Abstract

The present article describes the building of a small-molecule web server, CBPDdb, employing R-shiny. For the generation of the web server, three compounds were chosen, namely coumarin, benzothiazole and pyrazole, and their derivatives were curated from the literature. The two-dimensional (2D) structures were drawn using ChemDraw, and the .sdf file was created employing Discovery Studio Visualizer v2017. These compounds were read on the R-shiny app using ChemmineR, and the dataframe consisting of a total of 1146 compounds was generated and manipulated employing the dplyr package. The web server is provided with JSME 2D sketcher. The descriptors of the compounds are obtained using propOB with a filter. The users can download the filtered data in the .csv and .sdf formats, and the entire dataset of a compound can be downloaded in .sdf format. This web server facilitates the researchers to screen plausible inhibitors for different diseases. Additionally, the method used in building the web server can be adapted for developing other small-molecule databases (web servers) in RStudio.

Database URL:https://srampogu.shinyapps.io/CBPDdb_Revised/

Introduction

Computer-aided drug design (CADD) has been instrumental in retrieving plausible inhibitors for a given target for the past three decades (1). This method allows quick screening of compounds at a very low cost (2–4). This CADD is accomplished either by structure-based drug design (SBDD) (5) or by ligand-based drug design (LBDD) (4).

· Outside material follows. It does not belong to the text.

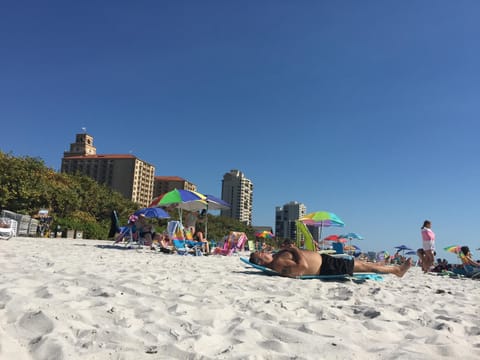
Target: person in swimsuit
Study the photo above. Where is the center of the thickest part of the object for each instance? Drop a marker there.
(428, 245)
(293, 262)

In the SBDD, the presence of the resolved three-dimensional (3D) structure and its inbound ligand (small molecule) plays an important role (5). The interactions between the target and the ligand are critical in understanding the probable binding mode (6, 7) and important residues that might bring out the biological activity. An approach that demonstrates the association between the structure of a compound and its physicochemical properties that determine the biological activity of a compound is called the LBDD (8). The selection of the potential inhibitors is done either by mapping the compounds to a pharmacophore model and molecular docking (9–12) or directly by molecular docking (13). This process can be termed as screening or virtual screening. In 1997, the term virtual screening was first used in the literature (14) and is ‘defined as a set of computational methods that analyses large databases or collections of compounds in order to identify potential hit candidates’ (15). Generally, the search for the compounds is performed using the chemical libraries (16–19). Usually, the compounds are additionally filtered based on their drug-like properties in order to find favour during the development process.

A detailed account of different web servers embedded with small molecules is given in a study (14), while another web server provides information on different natural compounds with anticancer activity (20). However, a database with compound derivatives of coumarin, benzothiazole and pyrazole has not yet been built. Therefore, in the current study, we have built a web server of Coumarin–Benzothiazole–Pyrazole Derivatives Database (CBPDdb), with derivatives of coumarin, benzothiazole and pyrazole that have demonstrated biological activity towards various diseases.

Materials and methods

Collection of the compounds

In this study, three compounds, namely coumarin, benzothiazole and pyrazole, were selected to search for derivatives in the literature. These compounds were specifically chosen as there are an increasing number of experiments available on the biological activities of these derivatives. These compounds have demonstrated varied biological activities and therapeutic applications. We aim to provide the researchers in the field of CADD with most of the compounds with biological activities that would help them discover novel compounds for different diseases.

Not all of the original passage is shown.